South Sudan suspends media bodies for failure to register with state

South Sudan

South Sudan’s media authority says it has suspended some media organisations for failing to register with the state body weeks after the deadline elapsed.

The number of media associations suspended was not disclosed but local media Eye Radio reports that the bodies affected include Union of Journalists in South Sudan (UJOSS) and Association for Media Development in South Sudan (AMDISS).

Chairman of the South Sudan Media Authority, Elijah Alier, said on Friday that the 60 media houses have registered with them before the elapse of the deadline last week.

He had explained at different functions that the reason for the order was to among others ensure media bodies become legal entities and abide by the country’s media laws.

At the moment there is that provision that you must register. So there is no way you will be operating a media house in South Sudan without a legal ground. So as we are talking now, you must be legally registered and legally operating in the media sector.

“At the moment there is that provision that you must register. So there is no way you will be operating a media house in South Sudan without a legal ground. So as we are talking now, you must be legally registered and legally operating in the media sector,” he was quoted by Eye Radio.

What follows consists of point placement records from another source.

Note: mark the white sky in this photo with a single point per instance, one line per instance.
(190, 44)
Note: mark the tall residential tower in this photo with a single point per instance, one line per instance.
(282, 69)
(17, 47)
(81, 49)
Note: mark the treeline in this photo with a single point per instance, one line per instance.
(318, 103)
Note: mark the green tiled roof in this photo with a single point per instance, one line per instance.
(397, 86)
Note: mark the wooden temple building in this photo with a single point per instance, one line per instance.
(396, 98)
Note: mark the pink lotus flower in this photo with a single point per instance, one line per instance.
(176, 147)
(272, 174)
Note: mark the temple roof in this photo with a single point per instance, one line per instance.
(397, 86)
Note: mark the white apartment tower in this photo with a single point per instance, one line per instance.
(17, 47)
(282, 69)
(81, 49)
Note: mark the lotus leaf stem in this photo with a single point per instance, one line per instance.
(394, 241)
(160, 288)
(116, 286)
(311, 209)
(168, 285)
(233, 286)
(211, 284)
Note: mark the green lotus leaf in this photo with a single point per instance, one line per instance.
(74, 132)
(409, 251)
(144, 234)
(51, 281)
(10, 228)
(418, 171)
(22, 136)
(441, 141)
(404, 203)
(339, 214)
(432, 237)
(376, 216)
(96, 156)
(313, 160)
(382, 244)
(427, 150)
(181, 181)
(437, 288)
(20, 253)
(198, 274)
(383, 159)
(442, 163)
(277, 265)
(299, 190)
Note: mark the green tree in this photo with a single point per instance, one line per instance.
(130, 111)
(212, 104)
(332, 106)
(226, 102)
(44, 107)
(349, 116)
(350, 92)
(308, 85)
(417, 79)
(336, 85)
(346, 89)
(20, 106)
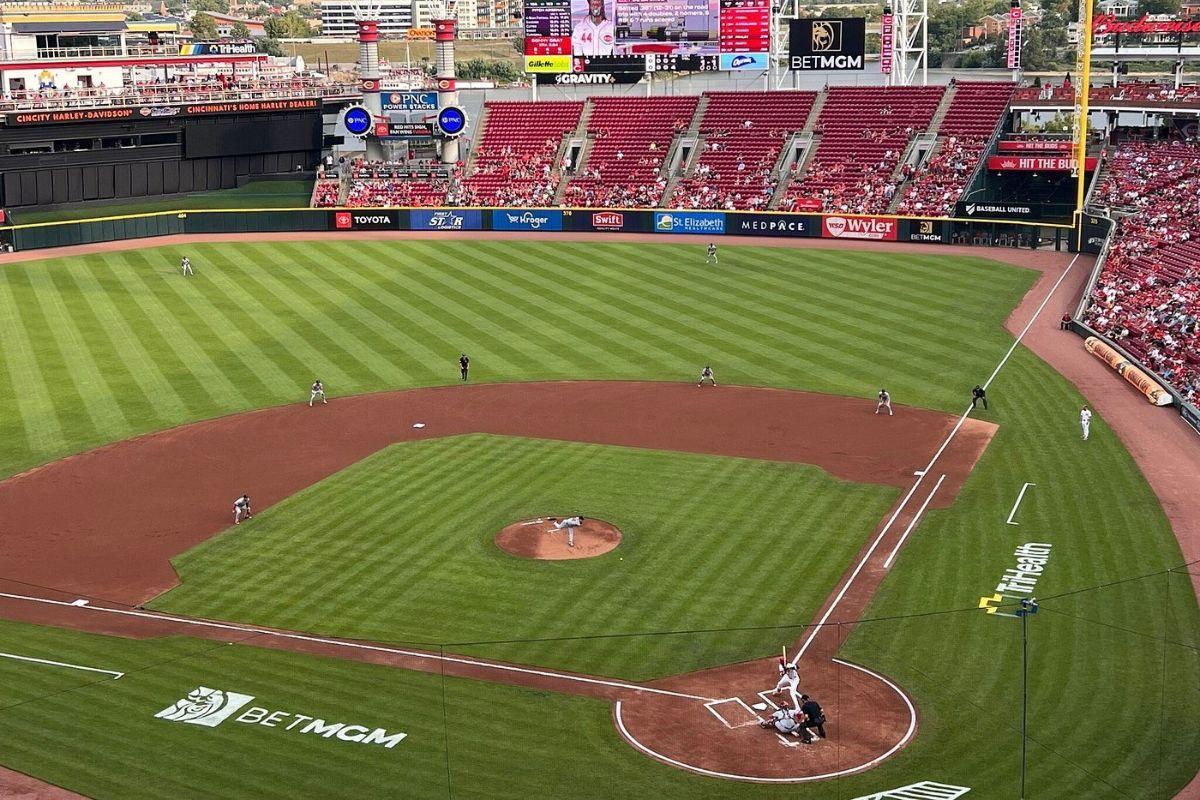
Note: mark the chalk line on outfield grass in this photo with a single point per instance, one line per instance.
(115, 674)
(922, 474)
(358, 645)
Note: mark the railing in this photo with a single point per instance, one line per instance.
(168, 95)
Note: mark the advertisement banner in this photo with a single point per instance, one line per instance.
(744, 223)
(445, 220)
(689, 222)
(827, 44)
(527, 220)
(1036, 145)
(1037, 163)
(887, 31)
(606, 221)
(409, 101)
(875, 228)
(934, 232)
(365, 220)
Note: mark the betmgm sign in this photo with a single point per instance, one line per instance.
(827, 44)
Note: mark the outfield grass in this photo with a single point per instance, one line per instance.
(399, 548)
(95, 349)
(255, 194)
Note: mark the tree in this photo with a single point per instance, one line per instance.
(203, 26)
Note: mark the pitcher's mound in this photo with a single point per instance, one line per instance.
(537, 539)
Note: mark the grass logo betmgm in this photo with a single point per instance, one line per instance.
(211, 707)
(207, 707)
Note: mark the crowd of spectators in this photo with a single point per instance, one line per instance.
(943, 176)
(1147, 298)
(178, 89)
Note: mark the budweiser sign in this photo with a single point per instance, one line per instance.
(1105, 24)
(879, 228)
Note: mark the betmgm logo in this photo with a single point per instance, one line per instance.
(827, 36)
(211, 707)
(207, 707)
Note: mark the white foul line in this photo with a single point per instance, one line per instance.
(1015, 505)
(921, 475)
(912, 524)
(357, 645)
(904, 740)
(115, 674)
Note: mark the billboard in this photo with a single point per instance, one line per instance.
(445, 220)
(689, 222)
(664, 34)
(874, 228)
(827, 44)
(527, 220)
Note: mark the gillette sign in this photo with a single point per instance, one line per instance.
(211, 707)
(877, 228)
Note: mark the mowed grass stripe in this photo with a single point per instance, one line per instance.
(43, 431)
(141, 366)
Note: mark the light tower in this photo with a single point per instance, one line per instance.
(366, 18)
(911, 43)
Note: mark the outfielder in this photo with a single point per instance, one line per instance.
(570, 524)
(241, 509)
(789, 679)
(885, 402)
(318, 389)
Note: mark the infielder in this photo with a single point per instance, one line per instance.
(885, 402)
(789, 679)
(241, 509)
(318, 389)
(570, 524)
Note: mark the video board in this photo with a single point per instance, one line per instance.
(666, 34)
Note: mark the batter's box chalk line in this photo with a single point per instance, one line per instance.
(712, 708)
(921, 791)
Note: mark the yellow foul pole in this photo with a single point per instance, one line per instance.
(1084, 84)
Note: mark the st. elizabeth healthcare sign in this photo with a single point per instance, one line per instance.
(211, 707)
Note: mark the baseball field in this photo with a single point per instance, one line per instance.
(775, 510)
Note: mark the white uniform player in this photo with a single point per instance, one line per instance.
(241, 509)
(318, 389)
(570, 524)
(885, 402)
(790, 680)
(595, 34)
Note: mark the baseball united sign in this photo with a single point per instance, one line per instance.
(827, 44)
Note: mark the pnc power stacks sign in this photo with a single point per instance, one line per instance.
(827, 44)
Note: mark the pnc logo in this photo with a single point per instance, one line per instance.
(207, 707)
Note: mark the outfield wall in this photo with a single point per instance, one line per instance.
(669, 222)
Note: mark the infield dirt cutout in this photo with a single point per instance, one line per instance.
(69, 528)
(537, 539)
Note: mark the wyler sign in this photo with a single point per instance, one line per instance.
(211, 707)
(827, 44)
(876, 228)
(364, 220)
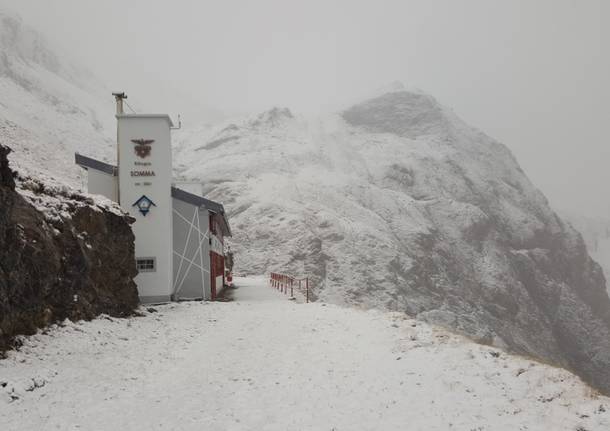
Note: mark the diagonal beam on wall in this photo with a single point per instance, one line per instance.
(203, 238)
(186, 243)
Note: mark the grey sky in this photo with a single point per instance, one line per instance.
(533, 73)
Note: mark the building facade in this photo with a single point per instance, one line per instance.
(179, 235)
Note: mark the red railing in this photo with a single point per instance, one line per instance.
(285, 283)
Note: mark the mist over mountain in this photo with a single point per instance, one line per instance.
(393, 203)
(49, 108)
(397, 204)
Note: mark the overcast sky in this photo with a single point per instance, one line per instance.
(533, 73)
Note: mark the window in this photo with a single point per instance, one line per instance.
(146, 264)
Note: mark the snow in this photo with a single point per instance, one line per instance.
(267, 363)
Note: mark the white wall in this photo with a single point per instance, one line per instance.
(153, 232)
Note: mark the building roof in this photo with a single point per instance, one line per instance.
(181, 195)
(200, 201)
(87, 163)
(164, 116)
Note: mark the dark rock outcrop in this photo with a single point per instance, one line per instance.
(61, 256)
(400, 205)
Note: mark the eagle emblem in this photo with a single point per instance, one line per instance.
(142, 147)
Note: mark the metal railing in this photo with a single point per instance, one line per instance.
(285, 283)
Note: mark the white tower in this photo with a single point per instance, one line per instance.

The Union of Journalists in South Sudan (UJOSS) confirmed that it has received the suspension letter which threatens to close down the association indefinitely in seven days if they fail to register.

“We are meeting on Monday and then we will have an understanding of that suspension in reference to the law,” said UJOSS Chairman Oliver Modi.

In June, the media authority said it had banned 20 foreign journalists from operating or entering the country.

The chairman of the authority, Elijah Alier said the unnamed journalists had reported “unsubstantiated and unrealistic stories” that have the potential to incite hate and violence.

A month after, access to four major news websites were blocked without any formal notice. A National Communication Authority official who pleaded anonymity told Reuters that the order to block the websites was “government policy.”

Days later, the head of the state television was arrested after failing to carry a live broadcast of President Salva Kiir’s speech during the independence day celebrations.

These incidents, among others, underscore the continuing harassment of media and journalists in the country.

The world’s youngest country plunged into conflict in December 2013 after a political feud between President Salva Kiir and armed opposition leader Riek Machar, who are from rival ethnic groups.